Plenty of Labour councils claiming they have "no alternative" to Council Tax increase despite the offer of Government funding to finance a Council Tax freeze.
Here are some examples of councils planning Council Tax rises for 2012/13 and and their misguided priorities when it comes to spending their residents money.
£1.5 million paid to suspended staff. Leicester City Council paid out the most of all Midlands councils in salaries to suspended staff, at almost £1.5 million for a total of 107 incidents since 2009. This is the equivalent to 16,000 working days.
Every resident shelling out £84 for top-paid council staff. New research this week shows that Leicester spent £83.61 per head of local population on employees earning £50,000 or more, the second highest in the Midlands.
Excessive senior pay. Nottingham paid 11 directors over £100,000 in 2010.
£5,000 on a Christmas tree. Nottingham splurged £4,450 of taxpayers’ money on a Christmas tree for its headquarters building in 2010. According to the Nottingham Post the 2010 tree was rented for just 35 days, meaning it cost nearly £143 per day.
£17,000 on international flights in two years. A report published by the Taxpayers Alliance shows Nottingham City Council spent £13,324 on flights in 2009-10 and £4,067 in 2010-11.
Local residents denied weekly bin collections. In addition to the threat of not freezing council tax, Gateshead Council has also scrapped weekly bin collections.

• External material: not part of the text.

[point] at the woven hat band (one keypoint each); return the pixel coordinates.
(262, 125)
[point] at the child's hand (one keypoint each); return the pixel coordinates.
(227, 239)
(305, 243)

£400,000 spent on incinerator consultants. Council chiefs in York spent more than £400,000 on consultants over a controversial waste incinerator last year.
Taxpayer-funded union posts. Two council planning officers were recently moved on to full-time trade union duties.
Council tax arrears same as budget cuts. The amount of uncollected council tax in Stoke-on-Trent is equal to the amount the authority is reducing in its budget next year. Council tax arrears stand at £20.1 million while the council is expecting to make £20 million of savings next year. In 2010, the Labour-run council was the worst in the West Midlands region for collecting council tax.
Every resident shelling out £100 for top-paid council staff. New research shows that Stoke spent £99.41 per head of local population on employees earning £50,000 or more, the highest in the Midlands
Extravagant chief executive’s office. The chief executive’s department spent over £1.3 million in fields ranging from catering to phone bills.
Council head paid more than the PM. Ian Parker, the chief executive of Middlesbrough’s town council and the man responsible for managing its £136 million budget, made £155,644 in 2009-10 – more than Prime Minister, and exceeding the average pay of £147,000 for council heads nationwide, even though this council is one of Britain’s poorest.
Capital expenditure more than tax and grants. During each of the last five years their capital expenditure targets were collectively some £31 million above their known tax and grants income.
Redcar & Cleveland:
Enormous payout for brief service. The Council paid a £92,955 settlement to the former assistant chief executive Richard Fryer, who worked at the council for just two years.